The first clutch was full term and had not pipped, my friend elected to leave them over the weekend before cutting them the following monday. All the babies were dead in shell and he called me about it. I asked him to feel the noses of the babies because I had a hunch. As I suspected, NONE of the babies had an egg tooth, so they were unable to slit the shells on their own and drowned in the egg.
Second clutch, we were incubating a clutch for a friend. He was coming over to check on his eggs as that was day 55. I told him they had not pipped and he asked me to cut them. In that clutch all the babies were "shark faced" which is where the lower jaw is 1/3 or 1/2 the length its supposed to be. Thus there was another issue with egg teeth, this time with them being exposed in the wrong spot, pointing down. If you've never seen this the shark face changes the upper lip and jaw area as well.

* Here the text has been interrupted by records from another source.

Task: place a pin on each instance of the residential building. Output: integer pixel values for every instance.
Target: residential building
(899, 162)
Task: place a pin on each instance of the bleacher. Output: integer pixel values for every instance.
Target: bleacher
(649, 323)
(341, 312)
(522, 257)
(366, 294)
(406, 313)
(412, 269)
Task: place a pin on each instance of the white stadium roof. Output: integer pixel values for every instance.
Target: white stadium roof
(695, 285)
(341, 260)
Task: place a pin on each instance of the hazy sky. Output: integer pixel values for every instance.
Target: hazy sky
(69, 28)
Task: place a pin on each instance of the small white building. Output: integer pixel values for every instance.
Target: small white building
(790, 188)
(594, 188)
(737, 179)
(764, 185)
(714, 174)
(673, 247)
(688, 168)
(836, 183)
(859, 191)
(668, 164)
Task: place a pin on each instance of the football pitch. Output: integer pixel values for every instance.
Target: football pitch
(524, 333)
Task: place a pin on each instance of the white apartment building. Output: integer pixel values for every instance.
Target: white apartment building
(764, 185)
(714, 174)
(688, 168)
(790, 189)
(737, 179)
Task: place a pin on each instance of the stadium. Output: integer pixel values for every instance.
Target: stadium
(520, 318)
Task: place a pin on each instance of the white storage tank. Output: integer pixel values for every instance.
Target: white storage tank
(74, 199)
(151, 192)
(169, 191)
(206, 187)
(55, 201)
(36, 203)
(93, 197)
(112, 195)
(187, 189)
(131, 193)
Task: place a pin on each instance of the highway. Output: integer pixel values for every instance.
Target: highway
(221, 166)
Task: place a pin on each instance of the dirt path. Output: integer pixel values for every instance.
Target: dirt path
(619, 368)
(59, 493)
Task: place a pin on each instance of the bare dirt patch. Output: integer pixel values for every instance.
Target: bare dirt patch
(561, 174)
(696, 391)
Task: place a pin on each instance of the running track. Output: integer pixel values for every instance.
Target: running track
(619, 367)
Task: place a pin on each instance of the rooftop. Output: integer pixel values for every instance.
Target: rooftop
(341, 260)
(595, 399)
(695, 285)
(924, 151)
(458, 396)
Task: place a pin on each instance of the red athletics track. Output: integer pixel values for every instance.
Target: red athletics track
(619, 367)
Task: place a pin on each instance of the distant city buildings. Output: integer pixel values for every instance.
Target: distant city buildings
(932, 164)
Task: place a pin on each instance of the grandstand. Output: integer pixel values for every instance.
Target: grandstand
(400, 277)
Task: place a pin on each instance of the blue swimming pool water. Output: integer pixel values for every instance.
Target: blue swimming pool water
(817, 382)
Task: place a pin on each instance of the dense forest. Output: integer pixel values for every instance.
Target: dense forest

If you still have the bodies, rub your finger against the nose, you should be able to rough, sharp tooth sorta thing.
The only other guess I'd have would be a temp spike towards the last week of incubation. Color is the last thing to develope in the babies, if they are colored up and the yolk mostly absorbed then, it may have been a spike. We've had them hit over 95 degrees in brief spikes and be fine. These eggs are designed to handle a fair range of temps. The mom snakes in Africa can't control the weather and its never ALWAYS 90 degrees.
What day of incubation were they on? I cut everything at 55 days, regardless...or whenever the first one pips on its own. Whichever comes first.